Delivering a safe, efficient and homelike patient room is difficult enough without having to worry about accommodating wireless and wired information infrastructures, patient education systems, computerized order entry terminals, bar-coding equipment, electronic patient beds, and specialized HVAC and lighting controls, to name just a few of the technologies being integrated into rooms these days.

So, for this edition of HFM Design News, we’ve brought you four articles that tackle the vexing problem of technology integration from a number of different angles.

In our first feature, we present benchmark data from our 2014 Health Facility Design Survey, conducted in cooperation with the American Society for Healthcare Engineering. With information on technologies being integrated into overall hospital designs as well as into patient rooms, we paint a picture of the demands being placed on health facility designers.

Moving deeper into the nuts-and-bolts issues of technology integration, our next feature looks at furniture, wall systems, support carts and mounting apparatus all aimed at seamlessly integrating clinical and IT equipment into the health care environment. It’s a must-read for any designer struggling with this issue.

The next feature looks into the future by examining how technology will influence health care design.
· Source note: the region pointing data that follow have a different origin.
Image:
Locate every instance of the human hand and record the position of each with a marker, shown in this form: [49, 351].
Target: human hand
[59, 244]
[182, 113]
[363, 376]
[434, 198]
Contributed by the American College of Healthcare Architects, this article posits that decentralized health care delivery will continue to accelerate because of advancing technology and that urban planning concepts can help to deliver care to connected communities.

Finally, we take a look at the technology issue from the construction side in a feature that focuses on the importance of protecting sensitive health care spaces and equipment from construction-related vibrations and noise.

Health care organizations have become high-tech enterprises, and the design and construction professionals who serve them must get up to speed on the challenges presented by this evolution.